About 56 million years ago, Earth already experienced major climate change. The release of large amounts of carbon into the ocean and atmosphere caused a 5° to 8°C increase in global temperatures and a rise in sea level. This event, called the Paleocene-Eocene Thermal Maximum (PETM),occurred over several tens of thousands of years, but the causes and consequences of this transition are still the subject of much debate.
Among the most likely causes of this massive release of carbon into the atmosphere and oceans are, Massive volcanic activity in the North Atlantic, as well as the melting of Antarctic permafrost or the sudden release of methane from the bottom of the ocean.

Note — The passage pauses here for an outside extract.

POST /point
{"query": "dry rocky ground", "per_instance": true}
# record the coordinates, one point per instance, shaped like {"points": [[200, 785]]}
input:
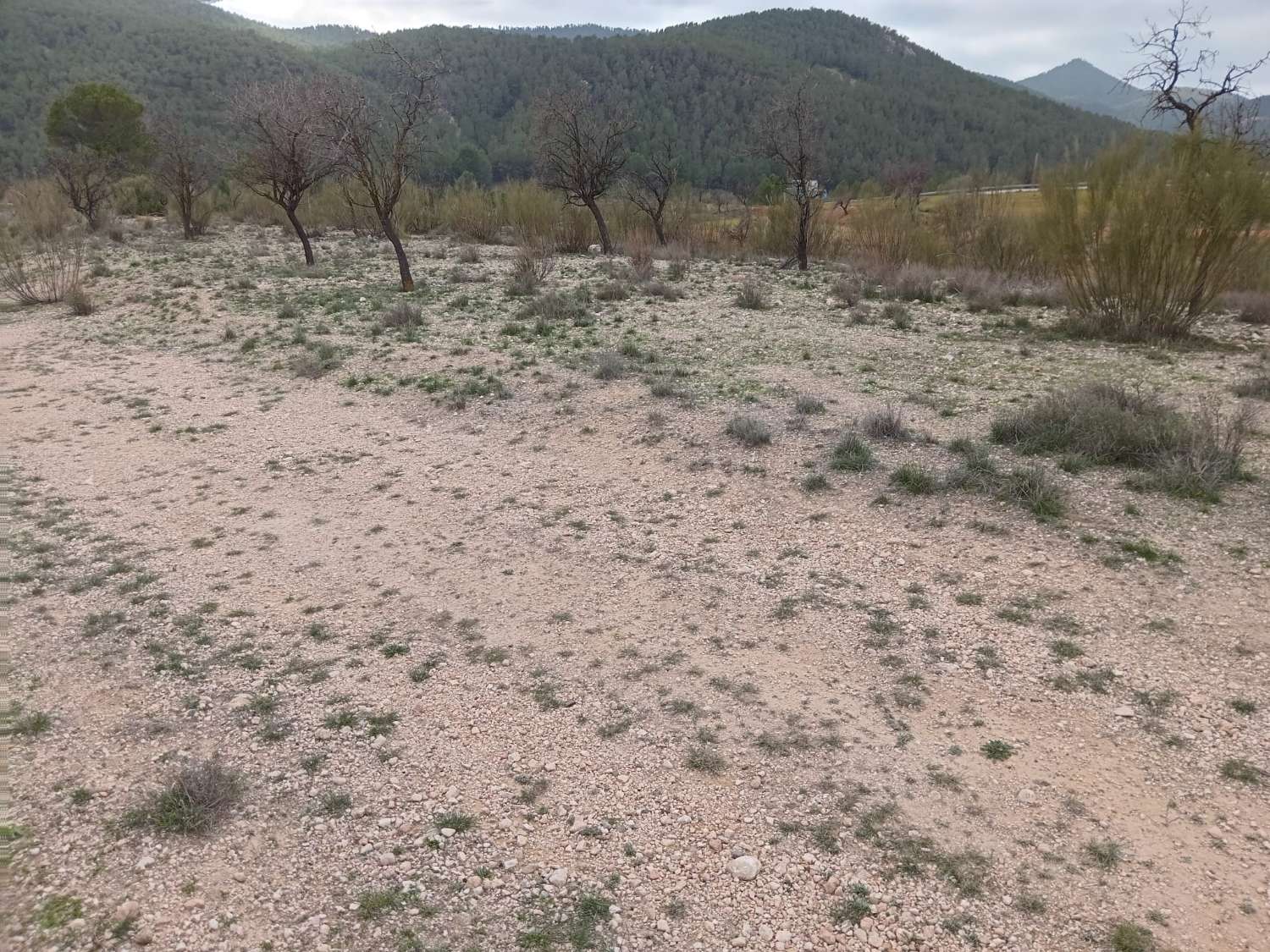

The main evidence of this ancient climate change comes mainly from ancient marine sediments, but we also need to understand what happened on land to deepen our understanding of this period and predict what might happen from current climate change.
for him, To reconstruct how terrestrial vegetation and climate have changed, a research team analyzed fossil pollen scattered across the planet and preserved in ancient rocks. During this time.
Research led by Vera Korasidis of the University of Melbourne and Scott Wing of the Smithsonian Institution’s National Museum of Natural History and published in the journal Science Paleoceanography and Paleoclimatology, It shows that an increase in atmospheric CO2 concentration plays an important role in changing Earth’s climate and life. vegetable.
The study authors believe we may see a similar increase in the coming centuries as a result of anthropogenic (human-induced) increases in CO2 emissions.
Conserved in rocks for tens of millions of years, pollen makes it possible to reconstruct both ancient flower communities and past climates. “We have applied this approach all over the world, Fossil samples from 38 Paleocene-Eocene Thermal Maximum (PETM) regions from all continents, Except for Antarctica. This new pollen analysis shows that PETM plant communities differ from those that existed before PETM in the same regions,” says Korasidis.
These changes in flower composition due to large plant migrations suggest that climate change is causing global transformations in vegetation, but plant species involved vary by region.
Plants move, and with them animals
“When we talk about plant migration, we mean Movement of plants, as scattered seeds grow better in one place or climate than others. In this case, they perform better at higher, colder latitudes than at lower, warmer latitudes,” he added.
Plants can migrate more than 500 meters each year, so they can travel great distances over thousands of years.
In the northern hemisphere, for example, the bald cypress swamps of Wyoming in the USA were suddenly replaced by subtropical seasonal dry palm forests. Similarly, in the southern hemisphere, humid temperate podocarp forests have been replaced by subtropical palm forests.
These factory displacements show: PETM brought warmer, wetter climates towards the poles and seasonally drier climates towards the mid-latitudes in both hemispheres.
Climate model simulations were also run to explore the geographic extent of these changes. These simulations closely matched the climate data obtained in the pollen study, including the expansion of temperate climates towards the poles at the expense of cold climate types, as well as the expansion of temperate and tropical climates in the mid-latitudes.
HE IS allows to draw lessons for the time being“If current CO2 levels continue to rise, warming and thawing of permafrost could release more stored carbon into the atmosphere, just as it did 56 million years ago, and we will again see these massive changes in vegetation in response to dramatic changes in local climate. conditions”, drew the attention of the researcher.
The migratory ability of vegetation will depend on many factors, including the pace of climate change and the availability of suitable migration sites for these plants.
However Wherever plants go, the animals that depend on them will go, and in many cases this includes humans.scientists remind This has implications for the ability to grow or grow crops in certain regions as agriculture and global warming progress.
Understanding this global change occurring on our planet as a result of a warmer climate provides insight into our future potential. Vera Korasidis, “Are we ready to physically move from our homes to adapt to climate change, as these ancient forests have done, or can we work together now to avoid the negative consequences of global warming?” he asks.